Low-risk, easily administered therapies aiming to slow down or stop neurodegeneration in PD are urgently needed. Compounds that activate PPAR gamma receptors have the potential to modulate PD progression. In this study we will test whether a novel selective PPAR gamma receptor agonist, LY554862 (Eli Lilly) can protect against the effects of a PD toxin in mice. Our goals are to better understand the role of these receptors in PD development and to move forward a new non invasive treatment for PD.
This project will consist of two sets of experiments. In the first set, we will analyze whether a PPAR gamma activator can induce neuroprotection. We will give LY554862 twice a day orally to black mice exposed to the parkinsonian agent MPTP. We will assess if the treatment can prevent the harmful brain effects of the neurotoxin. In the second set, we will focus in the specific mechanisms by which LY554862 acts. We will assess the effects of administering LY554862 to mice with different mutations with and without exposure to MPTP. Using different assays we will evaluate the contribution of anti-inflammatory and anti-oxidative pathways to neuroprotection induced by this PPAR gamma activator.

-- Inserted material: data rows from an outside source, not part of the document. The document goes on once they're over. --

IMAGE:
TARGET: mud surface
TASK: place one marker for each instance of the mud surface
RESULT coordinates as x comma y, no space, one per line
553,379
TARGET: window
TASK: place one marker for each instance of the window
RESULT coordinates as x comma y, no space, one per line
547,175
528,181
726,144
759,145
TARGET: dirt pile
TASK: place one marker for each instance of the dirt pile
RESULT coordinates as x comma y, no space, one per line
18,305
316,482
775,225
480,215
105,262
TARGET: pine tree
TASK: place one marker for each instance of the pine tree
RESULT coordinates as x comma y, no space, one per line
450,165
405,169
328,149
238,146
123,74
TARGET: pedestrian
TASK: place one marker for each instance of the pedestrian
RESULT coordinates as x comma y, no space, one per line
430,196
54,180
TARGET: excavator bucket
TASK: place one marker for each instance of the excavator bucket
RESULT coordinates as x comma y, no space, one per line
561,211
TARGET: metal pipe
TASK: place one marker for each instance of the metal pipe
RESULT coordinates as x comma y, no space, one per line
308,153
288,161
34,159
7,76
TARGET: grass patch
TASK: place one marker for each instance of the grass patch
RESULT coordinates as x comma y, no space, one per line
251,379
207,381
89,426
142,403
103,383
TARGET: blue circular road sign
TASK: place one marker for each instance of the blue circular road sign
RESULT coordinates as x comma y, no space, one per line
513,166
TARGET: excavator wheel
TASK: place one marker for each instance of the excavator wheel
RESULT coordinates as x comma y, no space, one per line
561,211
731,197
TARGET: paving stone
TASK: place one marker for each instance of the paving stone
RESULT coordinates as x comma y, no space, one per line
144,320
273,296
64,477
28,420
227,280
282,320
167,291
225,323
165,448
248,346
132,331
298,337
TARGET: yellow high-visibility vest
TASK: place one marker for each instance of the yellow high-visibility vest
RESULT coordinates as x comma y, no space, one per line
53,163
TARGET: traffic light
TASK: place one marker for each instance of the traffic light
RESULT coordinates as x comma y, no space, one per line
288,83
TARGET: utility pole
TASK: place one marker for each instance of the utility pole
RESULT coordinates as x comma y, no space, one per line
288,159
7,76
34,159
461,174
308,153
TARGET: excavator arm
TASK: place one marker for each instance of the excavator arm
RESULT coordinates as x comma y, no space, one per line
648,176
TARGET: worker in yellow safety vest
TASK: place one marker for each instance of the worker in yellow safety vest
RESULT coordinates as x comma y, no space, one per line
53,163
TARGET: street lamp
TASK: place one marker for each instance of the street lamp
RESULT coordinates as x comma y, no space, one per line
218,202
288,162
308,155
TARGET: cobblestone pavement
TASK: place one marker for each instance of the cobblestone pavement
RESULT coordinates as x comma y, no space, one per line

Relevance to Diagnosis/Treatment of Parkinson’s Disease:
PD patients need an effective oral, non-invasive, neuroprotective treatment. PPAR gamma agonists have the potential to become neuroprotective PD treatments. These studies will specifically assess whether activation of PPAR gamma receptors can be a therapeutic target. The advantage of using LY554862, compared to other compounds acting on similar receptors, is that it is specific, has good brain penetrance, and is devoided of the insulin sensitizing properties and potential cardiovascular complications. We hope that this research will encourage the development and clinical translation of non invasive therapies aiming to these novel targets.
We are excited about this project because it will shed light on pathways that modulate nigrostriatal neurodegeneration while assessing a novel oral neuroprotective strategy. We expect that the compound LY554862 will be able to prevent neurotoxin-induced neurodegeneration in mice. We anticipate that the positive effects will be due to a combination of anti-inflammatory and antioxidative stress activation. Most importantly, if the results validate the target, they will get us one step closer to clinical translation.